Reviewing a carnage
Excerpts from an excellent article on Wall Street by Shawn Tulley, CNN.
"....So what if investors only dimly understood CDOs, CLOs, and the alphabet soup of arcane instruments that dominated the business, not to mention the super-geek hedging strategies the firm's leaders kept bragging about? ....Wall Street was the black box that worked its own mysterious magic. ....Put simply, Wall Street firms used towering leverage to make lottery-like loot in a long-running bull market that blatantly underpriced risk. When investors think the world is getting safer, they demand less and less compensation for risk (and they begin to believe in magical stories, like bundles of dubious home loans can be transformed into bulletproof securities).

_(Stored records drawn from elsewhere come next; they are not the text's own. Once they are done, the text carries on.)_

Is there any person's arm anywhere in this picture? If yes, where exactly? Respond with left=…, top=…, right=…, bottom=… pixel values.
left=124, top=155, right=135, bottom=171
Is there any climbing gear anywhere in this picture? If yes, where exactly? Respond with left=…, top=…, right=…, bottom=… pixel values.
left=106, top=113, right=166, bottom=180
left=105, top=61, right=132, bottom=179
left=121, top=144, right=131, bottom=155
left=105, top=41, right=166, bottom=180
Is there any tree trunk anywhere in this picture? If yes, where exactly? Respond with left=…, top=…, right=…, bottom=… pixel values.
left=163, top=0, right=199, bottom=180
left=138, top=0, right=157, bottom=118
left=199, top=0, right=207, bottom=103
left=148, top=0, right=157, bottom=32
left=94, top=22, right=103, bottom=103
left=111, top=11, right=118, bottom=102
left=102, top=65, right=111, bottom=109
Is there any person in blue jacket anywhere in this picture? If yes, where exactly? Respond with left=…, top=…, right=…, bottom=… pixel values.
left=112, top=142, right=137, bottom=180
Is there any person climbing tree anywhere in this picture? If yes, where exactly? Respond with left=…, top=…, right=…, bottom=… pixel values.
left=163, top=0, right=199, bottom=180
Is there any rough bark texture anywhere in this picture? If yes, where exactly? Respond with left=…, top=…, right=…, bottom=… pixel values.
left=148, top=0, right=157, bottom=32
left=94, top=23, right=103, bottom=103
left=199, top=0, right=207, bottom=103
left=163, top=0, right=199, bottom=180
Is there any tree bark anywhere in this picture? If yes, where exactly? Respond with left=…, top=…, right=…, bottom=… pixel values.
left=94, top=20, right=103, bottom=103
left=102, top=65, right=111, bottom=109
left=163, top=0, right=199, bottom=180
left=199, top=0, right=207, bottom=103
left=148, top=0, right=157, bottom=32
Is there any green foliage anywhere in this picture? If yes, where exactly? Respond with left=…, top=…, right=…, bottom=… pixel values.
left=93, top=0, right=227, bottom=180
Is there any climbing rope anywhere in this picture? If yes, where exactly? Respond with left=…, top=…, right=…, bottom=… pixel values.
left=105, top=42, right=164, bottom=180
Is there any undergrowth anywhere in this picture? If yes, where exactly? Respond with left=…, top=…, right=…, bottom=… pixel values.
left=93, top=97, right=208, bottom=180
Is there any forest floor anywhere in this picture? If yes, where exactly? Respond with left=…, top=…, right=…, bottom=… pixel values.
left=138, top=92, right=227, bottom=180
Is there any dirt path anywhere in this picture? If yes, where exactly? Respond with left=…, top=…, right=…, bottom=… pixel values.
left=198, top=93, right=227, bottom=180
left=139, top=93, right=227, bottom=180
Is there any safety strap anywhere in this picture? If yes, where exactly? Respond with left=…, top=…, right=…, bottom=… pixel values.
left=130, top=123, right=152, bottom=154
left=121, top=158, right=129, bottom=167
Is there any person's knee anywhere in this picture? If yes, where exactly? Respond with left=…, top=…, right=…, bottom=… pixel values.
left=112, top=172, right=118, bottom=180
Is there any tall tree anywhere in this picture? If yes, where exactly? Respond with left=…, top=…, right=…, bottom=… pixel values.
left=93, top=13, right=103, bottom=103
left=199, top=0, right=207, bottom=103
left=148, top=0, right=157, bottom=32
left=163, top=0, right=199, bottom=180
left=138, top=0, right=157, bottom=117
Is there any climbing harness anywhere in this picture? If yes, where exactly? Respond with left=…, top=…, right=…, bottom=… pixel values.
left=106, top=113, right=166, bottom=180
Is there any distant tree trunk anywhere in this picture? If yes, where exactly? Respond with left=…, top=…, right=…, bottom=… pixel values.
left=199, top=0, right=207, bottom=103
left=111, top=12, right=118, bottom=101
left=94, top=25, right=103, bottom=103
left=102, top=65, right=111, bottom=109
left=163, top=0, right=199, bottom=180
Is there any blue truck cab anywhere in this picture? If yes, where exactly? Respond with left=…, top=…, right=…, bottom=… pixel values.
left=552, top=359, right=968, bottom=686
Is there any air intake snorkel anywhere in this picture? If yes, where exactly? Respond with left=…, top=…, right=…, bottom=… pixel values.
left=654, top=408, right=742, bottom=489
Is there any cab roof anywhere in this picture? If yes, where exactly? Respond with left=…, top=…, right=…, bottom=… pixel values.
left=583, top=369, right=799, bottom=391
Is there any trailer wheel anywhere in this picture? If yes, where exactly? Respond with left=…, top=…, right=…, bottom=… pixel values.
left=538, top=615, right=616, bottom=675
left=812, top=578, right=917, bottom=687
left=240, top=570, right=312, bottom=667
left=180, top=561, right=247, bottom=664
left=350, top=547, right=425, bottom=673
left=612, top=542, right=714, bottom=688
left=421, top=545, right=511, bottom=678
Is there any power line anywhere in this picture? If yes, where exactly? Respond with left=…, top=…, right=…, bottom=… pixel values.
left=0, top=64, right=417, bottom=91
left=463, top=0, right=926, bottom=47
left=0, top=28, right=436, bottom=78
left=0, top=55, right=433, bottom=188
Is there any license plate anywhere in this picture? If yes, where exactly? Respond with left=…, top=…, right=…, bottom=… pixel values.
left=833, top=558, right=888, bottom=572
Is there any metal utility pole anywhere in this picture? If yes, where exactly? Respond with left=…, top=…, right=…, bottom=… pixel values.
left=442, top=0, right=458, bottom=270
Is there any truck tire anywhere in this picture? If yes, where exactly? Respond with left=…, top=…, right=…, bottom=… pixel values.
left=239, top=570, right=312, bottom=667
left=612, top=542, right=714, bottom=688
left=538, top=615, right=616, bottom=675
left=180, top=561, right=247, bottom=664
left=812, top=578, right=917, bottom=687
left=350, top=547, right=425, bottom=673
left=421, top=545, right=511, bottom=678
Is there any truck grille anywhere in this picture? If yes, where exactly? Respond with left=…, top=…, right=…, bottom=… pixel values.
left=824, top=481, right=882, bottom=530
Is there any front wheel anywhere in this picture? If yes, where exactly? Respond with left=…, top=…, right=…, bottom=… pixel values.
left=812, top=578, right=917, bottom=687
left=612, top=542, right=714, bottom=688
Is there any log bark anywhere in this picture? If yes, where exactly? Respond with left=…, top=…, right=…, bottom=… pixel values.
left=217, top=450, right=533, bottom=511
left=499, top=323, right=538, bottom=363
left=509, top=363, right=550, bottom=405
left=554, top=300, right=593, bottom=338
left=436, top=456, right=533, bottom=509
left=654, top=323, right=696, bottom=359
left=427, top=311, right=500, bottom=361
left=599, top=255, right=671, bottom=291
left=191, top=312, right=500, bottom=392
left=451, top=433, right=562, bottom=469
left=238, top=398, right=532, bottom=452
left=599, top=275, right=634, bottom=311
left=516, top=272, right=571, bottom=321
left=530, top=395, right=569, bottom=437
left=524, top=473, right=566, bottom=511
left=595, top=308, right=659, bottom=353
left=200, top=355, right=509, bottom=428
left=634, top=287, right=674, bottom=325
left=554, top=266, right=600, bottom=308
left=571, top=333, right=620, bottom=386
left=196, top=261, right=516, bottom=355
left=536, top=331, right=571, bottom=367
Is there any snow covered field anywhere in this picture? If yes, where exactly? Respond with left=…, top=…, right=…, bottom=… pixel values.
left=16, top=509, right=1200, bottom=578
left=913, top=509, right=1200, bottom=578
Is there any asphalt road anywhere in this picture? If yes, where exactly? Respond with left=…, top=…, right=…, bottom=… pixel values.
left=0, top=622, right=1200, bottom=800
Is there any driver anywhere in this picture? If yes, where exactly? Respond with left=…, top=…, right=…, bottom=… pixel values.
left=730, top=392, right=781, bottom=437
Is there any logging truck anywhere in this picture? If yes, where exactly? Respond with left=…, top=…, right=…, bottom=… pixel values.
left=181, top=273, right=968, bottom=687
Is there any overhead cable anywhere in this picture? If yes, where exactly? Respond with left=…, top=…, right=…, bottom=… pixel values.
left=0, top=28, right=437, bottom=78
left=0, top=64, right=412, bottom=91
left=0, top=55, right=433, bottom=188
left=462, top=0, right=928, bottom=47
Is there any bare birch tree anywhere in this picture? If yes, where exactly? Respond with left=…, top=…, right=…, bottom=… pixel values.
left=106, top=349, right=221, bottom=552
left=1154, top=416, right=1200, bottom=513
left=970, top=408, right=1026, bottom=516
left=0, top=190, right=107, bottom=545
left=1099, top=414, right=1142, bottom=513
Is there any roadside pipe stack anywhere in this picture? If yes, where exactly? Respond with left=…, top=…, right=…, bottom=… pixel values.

....Half the huge gains in Wall Street's profits from 2003 to mid-2007 could be attributed to increased leverage - otherwise known as gambling with borrowed money - that magnified earnings in a boom. ....Again, it's the curse of too much debt: If a firm's portfolio is leveraged at 33 to 1, it takes a mere drop of 3% to wipe out its entire capital......As long as we have capital markets and as long as it's possible for people to make vast sums taking big risks with borrowed money, we will have the kinds of booms and busts that are a way of life on Wall Street. The big gamblers will most likely work for hedge funds, private equity firms, or some new entity that hasn't been invented yet. We won't see tumbleweeds on Wall Street. Its cowboys may not be geniuses at making money. But they're geniuses at raising it and, above all, at perpetuating Wall Street's black-box mystique."